Like it or not, the language of political conversation and the grammar of how to get things done in the political economy is changing, and changing rapidly.
Paraphrasing the title of Harold Joseph Laski’s classic, A Grammar of Politics, Anil Padmanabhan writing in Mint last week says that Prime Minister Narendra Modi’s style will ensure that the “grammar of governance will undergo a radical change”. Instantly obliging the observation, Modi invited unfriendly neighbours, summoned secretaries, issued do’s and don’ts to cabinet ministers and appointed his principal secretary by an ordinance.
Modi’s 10-point plan announced last week has more to do with how than what. It includes themes such as build confidence in the bureaucracy, welcome innovative ideas, interact with public through social media, set up a mechanism for inter-ministerial issues, put a people-oriented system in place and implement policies in a time bound manner. In contrast, Indira Gandhi began her career as prime minister with a 10-point programme that focused on what had to be done. The 10 points covered areas where she chose to have government control: social control of banks, nationalization of general insurance and commodity-wise plans for import and export. In 1975, Gandhi moved on to a 20-point programme, a series of large government projects whose primary goal was a transfer to those living below the poverty line.

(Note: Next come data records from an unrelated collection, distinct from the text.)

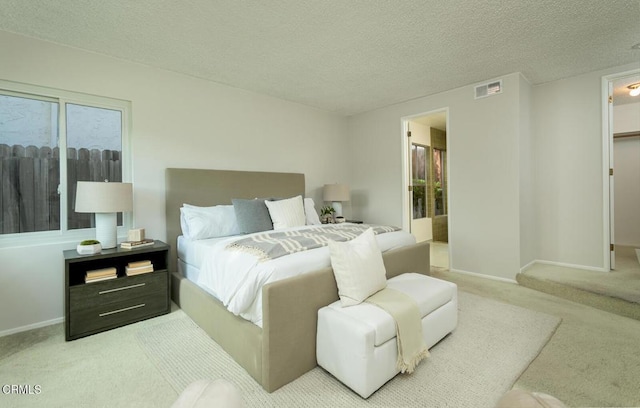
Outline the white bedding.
[190,225,415,327]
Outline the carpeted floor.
[517,246,640,320]
[138,292,560,408]
[0,292,560,407]
[432,268,640,407]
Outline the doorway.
[602,70,640,270]
[402,109,451,269]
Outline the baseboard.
[518,259,537,273]
[449,269,518,284]
[0,317,64,337]
[520,259,609,273]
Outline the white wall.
[349,73,521,279]
[532,65,637,270]
[0,31,351,335]
[613,103,640,248]
[519,76,538,269]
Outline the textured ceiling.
[0,0,640,115]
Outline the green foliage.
[320,205,336,216]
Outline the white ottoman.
[316,273,458,398]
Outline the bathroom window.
[411,144,428,220]
[433,148,447,216]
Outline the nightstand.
[64,241,171,340]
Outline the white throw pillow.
[264,196,306,230]
[304,198,322,225]
[180,204,240,240]
[329,228,387,307]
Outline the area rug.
[137,292,560,408]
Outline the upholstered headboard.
[165,169,305,272]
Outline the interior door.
[607,81,616,269]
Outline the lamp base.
[96,213,118,249]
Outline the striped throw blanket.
[227,224,400,261]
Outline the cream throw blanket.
[365,288,429,374]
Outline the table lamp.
[75,181,133,249]
[322,183,349,217]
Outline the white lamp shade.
[75,181,133,213]
[76,181,133,249]
[323,184,349,202]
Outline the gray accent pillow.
[231,198,273,234]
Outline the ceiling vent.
[476,79,502,99]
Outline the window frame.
[0,79,133,248]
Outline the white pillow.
[180,204,240,240]
[329,228,387,307]
[264,196,306,230]
[304,198,322,225]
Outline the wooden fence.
[0,144,122,234]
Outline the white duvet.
[196,225,415,327]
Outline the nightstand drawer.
[69,270,168,312]
[69,288,169,337]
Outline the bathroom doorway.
[403,109,450,268]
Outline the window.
[0,81,131,243]
[411,143,428,220]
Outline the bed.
[165,169,430,392]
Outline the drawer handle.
[98,303,146,317]
[98,283,146,295]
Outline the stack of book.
[84,268,118,283]
[124,261,153,276]
[120,239,154,249]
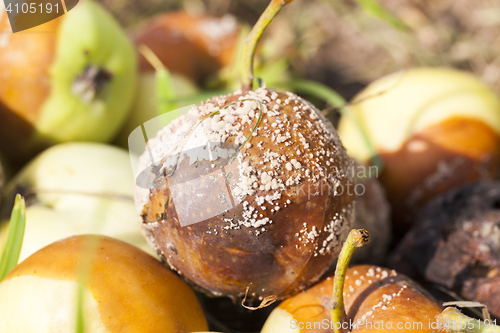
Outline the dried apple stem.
[436,307,500,333]
[242,0,293,91]
[330,229,370,333]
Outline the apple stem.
[330,229,370,333]
[436,307,500,333]
[242,0,293,91]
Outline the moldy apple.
[339,68,500,236]
[136,0,354,299]
[0,235,208,333]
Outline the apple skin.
[261,265,443,333]
[0,235,208,333]
[135,88,354,300]
[0,0,137,163]
[339,68,500,236]
[131,11,239,83]
[0,142,155,261]
[114,71,198,154]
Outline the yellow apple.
[0,235,208,333]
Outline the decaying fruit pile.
[0,0,500,333]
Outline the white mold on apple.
[339,68,500,234]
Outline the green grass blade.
[0,194,26,281]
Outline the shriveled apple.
[0,0,137,162]
[135,0,354,300]
[0,235,208,333]
[0,143,154,261]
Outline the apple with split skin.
[0,142,154,261]
[0,0,137,163]
[135,0,354,300]
[0,235,208,333]
[339,68,500,236]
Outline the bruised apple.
[0,235,208,333]
[339,68,500,236]
[0,142,154,261]
[0,0,137,162]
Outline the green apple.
[0,143,154,261]
[339,68,500,234]
[0,0,137,160]
[0,235,208,333]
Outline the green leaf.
[0,194,26,281]
[75,283,85,333]
[356,0,409,31]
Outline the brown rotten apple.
[339,68,500,234]
[136,0,354,298]
[0,235,208,333]
[0,0,136,162]
[262,265,443,333]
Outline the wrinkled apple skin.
[0,143,154,261]
[135,88,354,299]
[0,235,208,333]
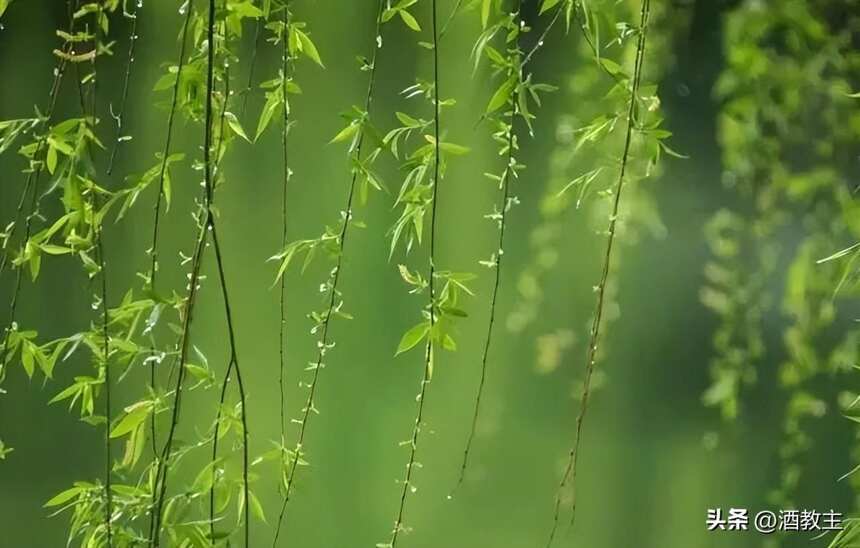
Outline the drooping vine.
[457,1,554,486]
[273,0,385,546]
[702,0,860,546]
[547,0,651,546]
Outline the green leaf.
[295,29,325,68]
[398,10,421,32]
[394,322,430,356]
[224,112,251,143]
[248,491,268,523]
[43,487,84,508]
[329,122,359,143]
[254,92,283,141]
[21,341,36,379]
[110,401,153,438]
[540,0,560,15]
[439,142,469,156]
[486,78,516,114]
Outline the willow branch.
[547,0,651,546]
[149,0,215,547]
[208,215,251,548]
[454,24,522,490]
[106,4,143,175]
[148,0,194,458]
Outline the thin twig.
[150,0,217,547]
[272,0,290,546]
[106,4,143,176]
[547,0,651,547]
[389,0,441,548]
[273,0,385,546]
[208,215,251,548]
[148,0,194,460]
[209,60,250,547]
[454,0,522,491]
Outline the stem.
[275,0,290,510]
[149,0,194,458]
[454,6,522,490]
[208,215,251,548]
[106,5,141,175]
[272,0,385,546]
[389,0,441,548]
[209,61,251,547]
[547,0,651,546]
[149,0,217,547]
[0,10,75,374]
[521,1,567,66]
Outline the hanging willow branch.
[273,0,290,528]
[0,5,75,372]
[149,0,217,547]
[454,0,528,490]
[83,5,115,548]
[547,0,651,546]
[273,0,385,546]
[388,0,442,548]
[144,0,194,462]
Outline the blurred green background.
[0,0,852,548]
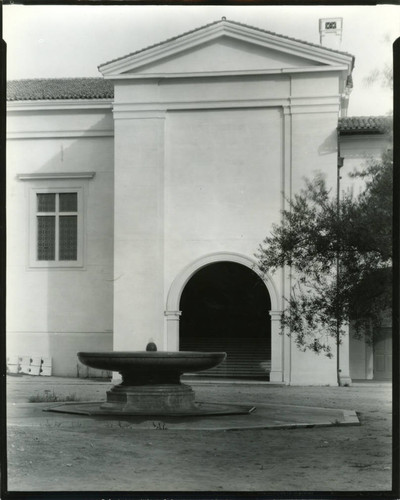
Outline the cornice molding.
[104,65,347,82]
[7,129,114,140]
[17,172,96,181]
[7,99,113,113]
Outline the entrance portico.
[164,252,283,382]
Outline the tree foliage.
[256,152,393,357]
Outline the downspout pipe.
[336,127,344,387]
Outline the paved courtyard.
[7,376,392,492]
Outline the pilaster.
[269,311,284,383]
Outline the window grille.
[36,192,79,262]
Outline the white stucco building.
[7,19,387,385]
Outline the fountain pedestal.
[100,384,197,415]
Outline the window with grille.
[30,189,82,267]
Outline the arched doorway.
[179,261,271,379]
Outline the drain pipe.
[336,127,343,387]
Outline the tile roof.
[7,78,114,101]
[98,18,354,68]
[338,116,392,135]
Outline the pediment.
[99,20,353,78]
[120,36,321,74]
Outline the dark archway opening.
[179,262,271,380]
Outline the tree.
[256,151,393,364]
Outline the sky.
[3,5,400,116]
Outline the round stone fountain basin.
[78,351,226,385]
[50,350,254,417]
[78,343,231,415]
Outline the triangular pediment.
[99,20,353,78]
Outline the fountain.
[49,342,254,416]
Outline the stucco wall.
[7,107,113,376]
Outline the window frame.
[29,185,85,269]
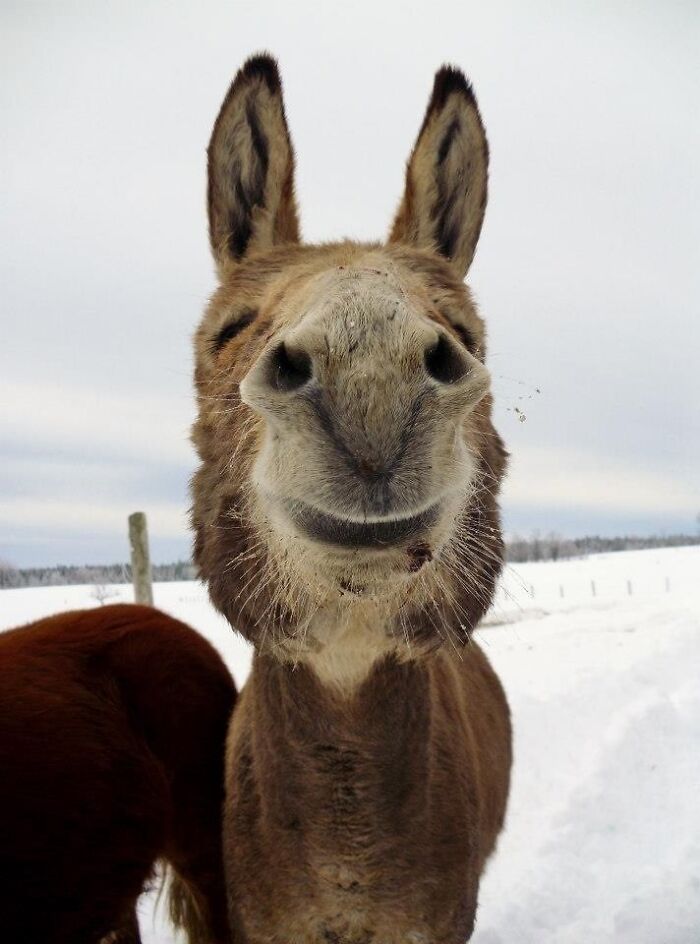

Prime minister Atal Bihari Vajpayee proposed a five-point plan to accelerate growth: top priority for the science and technology sector with special emphasis on software development; emphasis on doubling farm production within the next decade; higher priorities for healthcare, drinking water, education and sanitation; higher allocations for infrastructural development including roads, ports, airports, power and telecom sectors and equitable distribution of water resources. The highlights of Vajpayee’s plan were also about the what. For the first time in independent Indian history, a prime minister is focusing more on the plumbing of getting things done and less on what is flowing through the pipes.
It is in the spirit of this new grammar that you have to comprehend Modi’s otherwise nonsensical motto, “minimum government, maximum governance”. Explaining this, Modi says, “Government services lack certainty, a sense of equality and a sense of fairness. This is why people lack faith in it. But we must try to make government services that are fair and assured.” He adds to the explanation, “Government means rules and governance means delivery. Government implies authority while governance implies accountability. Government is power while governance is empowerment. Where there are files, there is government. Where there is life that is governance. We must fill the files with life. Governments can be tangled in files, governance must make life better”. The air of this change is catching on elsewhere in the country as well.
Nara Chandrababu Naidu, leader of the Telugu Desam Party (TDP) and the chief minister-designate of Andhra Pradesh, is very much in the language business. The TDP was born with the central idea of Telugu language identity and dignity. It is an irony indeed that he will preside over one part of the newly divided Telugu desam. As a consequence, the Telugu-speaking people of Telangana and Yanam will likely follow a destiny that is different from that of coastal Andhra Pradesh.
Even before he has been sworn in as chief minister, Naidu has created a vision document which envisages a new capital near Vijaywada, a new airport in Kurnool and upgrades to airports in Vizag, Vijaywada, Rajahmundry and Tirupati, seven mega industrial zones and high-speed train corridors throughout the state. True to his style, Naidu is walking the corridors in Delhi, laptop in hand, communicating the need for special infrastructure grants for the new state.
There should also be a new (or at least newly revived) forum and grammar in centre-state relations. The imperial style of the Planning Commission’s discussions with states should be replaced with this “get it done” style. The National Development Council (NDC), a body of political leaders from the centre and states, should engage in purposeful dialogue rather than the ponderous and dysfunctional meetings they have become.
Writing recently in The Indian Express, Manish Sabharwal has suggested an energized NDC, with ownership shifting from the Planning Commission to the Prime Minister’s Office. He has recommended three multi-disciplinary standing committees in areas that are typically log-jammed; infrastructure, public finance, and education, skills and jobs. Imagine the possibilities when the chief minister of a state can stand toe-to-toe with the prime minister and purposefully discuss economic collaboration.
For a country paralysed for several years by the cholesterol of graft and indecision, much of this is welcome. Language and grammar have an ultimate purpose of communication and action and so this new way will have to be judged by results. In the meantime, we will get plenty of opportunity to practice the new grammar.
PS: “If you don’t like something, change it. If you can’t change it, change your attitude,” said the recently deceased Maya Angelou.